GALICIA-TEXAS

Galicia-Texas

Pablo Rada


Normalmente tendemos a pensar que la música no vale para nada, no me refiero a que sea inútil, sino a que su único propósito es el de entretener, evocar recuerdos, bailar o elevar nuestros corazones hacia el señor, es decir, que tiene unos valores pero estos se cumplen automáticamente, son, por decirlo en una palabra, intrínsecos. Pero el problema está en que la música es más antigua que nuestra noción de entretenimiento. Siempre hubo unos clases adineradas que podían permitirse un tipo de ocio más parecido al nuestro, un ocio cuya finalidad era el propio ocio, pero para una gran mayoría de la humanidad, el entretenimiento y en este caso la música tenían otras funciones; es verdad que la parte lúdica seguía ahí, pero la finalidad era a la vez religiosa, social, o, y esta es la parte que nos interesa, laboral.

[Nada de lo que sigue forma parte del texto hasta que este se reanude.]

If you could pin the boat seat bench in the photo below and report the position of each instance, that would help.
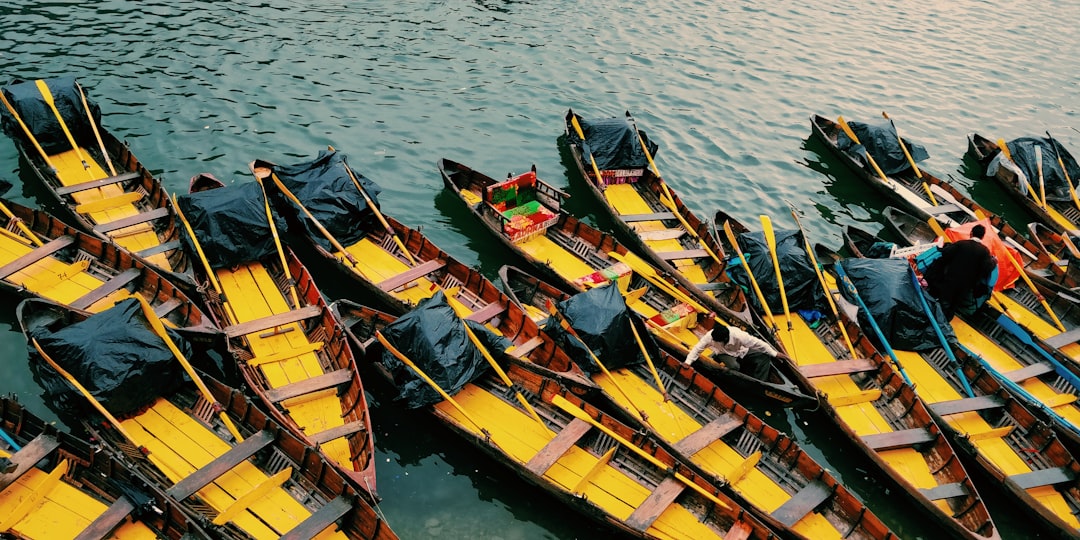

La música por su variedad de ritmos, por ser fácilmente recordable y reproducible, especialmente por poblaciones mayoritariamente analfabetas, y por su capacidad de quedar en el recuerdo generación tras generación, venía como anillo al dedo para acompasar los movimientos y las fases de un trabajo colectivo en épocas en la que este tipo de trabajo representaba una parte muy importante de la vida, sobre todo en el ámbito rural.

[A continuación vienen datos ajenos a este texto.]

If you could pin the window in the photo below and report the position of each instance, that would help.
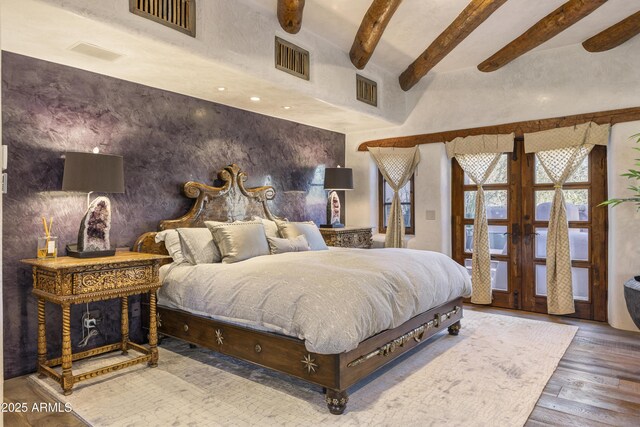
(385, 196)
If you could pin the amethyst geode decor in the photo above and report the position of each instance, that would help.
(95, 226)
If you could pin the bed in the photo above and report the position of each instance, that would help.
(250, 309)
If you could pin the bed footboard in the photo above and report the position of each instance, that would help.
(334, 372)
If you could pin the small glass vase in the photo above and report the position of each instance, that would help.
(47, 247)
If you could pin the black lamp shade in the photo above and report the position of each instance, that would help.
(338, 179)
(88, 172)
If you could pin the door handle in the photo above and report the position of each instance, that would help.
(528, 231)
(515, 231)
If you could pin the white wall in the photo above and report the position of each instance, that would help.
(624, 223)
(545, 84)
(233, 47)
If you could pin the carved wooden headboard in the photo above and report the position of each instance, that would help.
(228, 203)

Fuera del mundo agrícola tenemos, por ejemplo, las canciones de mar (sea shanties) remontándose algunas al siglo XVI. En barcos inmensos en los que muchas veces el marasmo de nacionalidades o lenguas maternas volvían complicada incluso la comunicación más básica, estas canciones servían para ayudar a la coordinación de tareas complejas como el levar anclas, izar velas y demás cosas que se hagan en fragatas, galeones o urcas.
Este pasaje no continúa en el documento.